From 1948 to 1951, when Kerouac’s wanderings took him back to New York, he and Holmes met almost daily. Struggling to find a form for the novel he intended to write, Kerouac climbed the stairs to the apartment in midtown Manhattan where Holmes lived with his wife to read the pages of Holmes’s manuscript for the novel Go as they left the typewriter. With the pages of Holmes’s final chapter still in his mind, he was at last able to crack his own writing dilemma. In a burst of creation in April 1951, he drew all the materials he had been gathering into the scroll manuscript of On the Road.

Biographer Ann Charters was close to John Clellon Holmes for more than a decade. At his death in 1988 she was one of a handful of scholars allowed access to the voluminous archive of letters, journals, and manuscripts Holmes had been keeping for twenty-five years. In that mass of material waited an untold story. These two ambitious writers, Holmes and Kerouac, shared days and nights arguing over what writing should be, wandering from one explosive party to the next, and hanging on the new sounds of bebop. Through the pages of Holmes’s journals, often written the morning after the events they recount, Charters discovered and mined an unparalleled trove describing the seminal figures of the Beat Generation: Holmes, Kerouac, Neal Cassady, Allen Ginsberg, William Burroughs, Gregory Corso, and their friends and lovers.

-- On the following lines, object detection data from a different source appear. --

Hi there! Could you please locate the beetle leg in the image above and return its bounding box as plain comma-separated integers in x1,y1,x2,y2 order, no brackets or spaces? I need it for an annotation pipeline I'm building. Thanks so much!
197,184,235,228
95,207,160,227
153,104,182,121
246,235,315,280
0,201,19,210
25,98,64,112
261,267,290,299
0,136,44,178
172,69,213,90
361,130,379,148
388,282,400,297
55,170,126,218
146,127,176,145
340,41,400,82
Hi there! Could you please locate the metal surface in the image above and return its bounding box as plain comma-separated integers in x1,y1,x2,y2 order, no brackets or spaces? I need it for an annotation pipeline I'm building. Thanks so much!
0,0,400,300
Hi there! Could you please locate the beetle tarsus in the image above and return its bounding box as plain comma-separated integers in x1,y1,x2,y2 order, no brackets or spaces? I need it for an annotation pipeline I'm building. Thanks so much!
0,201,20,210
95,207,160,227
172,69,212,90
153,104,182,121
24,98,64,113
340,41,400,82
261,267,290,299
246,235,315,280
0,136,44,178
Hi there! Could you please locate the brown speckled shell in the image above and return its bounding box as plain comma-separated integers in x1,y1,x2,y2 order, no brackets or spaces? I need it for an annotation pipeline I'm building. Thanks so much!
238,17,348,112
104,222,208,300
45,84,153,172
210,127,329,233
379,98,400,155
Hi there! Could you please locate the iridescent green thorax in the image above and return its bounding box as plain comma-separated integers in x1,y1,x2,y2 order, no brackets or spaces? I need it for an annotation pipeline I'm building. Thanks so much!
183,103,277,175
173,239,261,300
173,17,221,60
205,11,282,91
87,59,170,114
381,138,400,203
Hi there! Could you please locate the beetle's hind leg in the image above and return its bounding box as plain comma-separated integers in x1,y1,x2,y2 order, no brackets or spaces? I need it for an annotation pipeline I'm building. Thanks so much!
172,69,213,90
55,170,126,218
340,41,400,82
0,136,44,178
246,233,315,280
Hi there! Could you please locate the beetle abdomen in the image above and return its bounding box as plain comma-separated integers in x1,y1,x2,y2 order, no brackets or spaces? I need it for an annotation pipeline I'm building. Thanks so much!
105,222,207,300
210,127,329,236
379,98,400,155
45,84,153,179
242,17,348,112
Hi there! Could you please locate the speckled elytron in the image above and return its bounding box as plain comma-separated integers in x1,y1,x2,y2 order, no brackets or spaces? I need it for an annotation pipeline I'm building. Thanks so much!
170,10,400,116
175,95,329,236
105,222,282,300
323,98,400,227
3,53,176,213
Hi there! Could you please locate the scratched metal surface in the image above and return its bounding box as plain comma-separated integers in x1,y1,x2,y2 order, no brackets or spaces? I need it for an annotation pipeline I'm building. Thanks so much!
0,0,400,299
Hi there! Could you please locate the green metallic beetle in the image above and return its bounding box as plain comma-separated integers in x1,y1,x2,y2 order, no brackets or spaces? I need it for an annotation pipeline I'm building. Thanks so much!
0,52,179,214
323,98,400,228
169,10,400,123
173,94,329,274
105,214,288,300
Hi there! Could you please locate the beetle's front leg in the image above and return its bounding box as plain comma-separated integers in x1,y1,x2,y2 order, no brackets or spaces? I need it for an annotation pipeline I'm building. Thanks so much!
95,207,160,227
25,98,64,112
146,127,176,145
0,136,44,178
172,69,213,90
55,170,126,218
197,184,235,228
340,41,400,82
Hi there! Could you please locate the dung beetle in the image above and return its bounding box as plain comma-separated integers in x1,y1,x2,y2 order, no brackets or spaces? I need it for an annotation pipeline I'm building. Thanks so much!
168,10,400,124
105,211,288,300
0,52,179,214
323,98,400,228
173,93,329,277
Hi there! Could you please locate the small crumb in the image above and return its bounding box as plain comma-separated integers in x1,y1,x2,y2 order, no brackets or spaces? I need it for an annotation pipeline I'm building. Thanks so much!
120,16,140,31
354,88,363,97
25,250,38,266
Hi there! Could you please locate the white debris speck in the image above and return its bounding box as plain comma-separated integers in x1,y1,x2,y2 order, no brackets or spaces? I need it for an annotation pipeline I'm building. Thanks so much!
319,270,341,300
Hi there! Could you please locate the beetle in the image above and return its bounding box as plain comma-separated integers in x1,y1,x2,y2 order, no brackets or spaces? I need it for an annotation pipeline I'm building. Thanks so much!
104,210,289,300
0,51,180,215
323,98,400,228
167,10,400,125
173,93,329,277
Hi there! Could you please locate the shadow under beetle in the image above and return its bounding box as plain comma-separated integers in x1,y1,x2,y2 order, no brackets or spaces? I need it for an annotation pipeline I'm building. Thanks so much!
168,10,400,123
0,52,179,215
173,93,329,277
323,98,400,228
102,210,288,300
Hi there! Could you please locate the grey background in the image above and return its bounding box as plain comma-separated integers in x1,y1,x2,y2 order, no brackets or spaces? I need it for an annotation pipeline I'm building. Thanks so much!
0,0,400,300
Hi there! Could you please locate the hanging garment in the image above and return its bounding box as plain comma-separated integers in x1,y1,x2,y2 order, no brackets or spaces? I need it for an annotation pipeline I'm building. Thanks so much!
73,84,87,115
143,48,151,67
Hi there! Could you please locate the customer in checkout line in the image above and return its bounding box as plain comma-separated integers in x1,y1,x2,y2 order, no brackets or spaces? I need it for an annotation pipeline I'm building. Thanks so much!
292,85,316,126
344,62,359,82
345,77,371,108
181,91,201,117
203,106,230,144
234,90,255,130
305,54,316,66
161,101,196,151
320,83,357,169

Ann Charters is professor emeritus of English at the University of Connecticut, where she taught for more than thirty years. She is author or editor of numerous books on writers of the Beat Generation, including Beat Down to Your Soul: What Was the Beat Generation?, The Portable Beat Reader, and Kerouac: A Biography.

Samuel Charters (1929–2015) was an eminent historian of jazz and blues music and author of the award-winning The Roots of the Blues and numerous other titles. He was also a Grammy-winning record producer, musician, poet, and fiction writer and was inducted into the Blues Hall of Fame in 1994.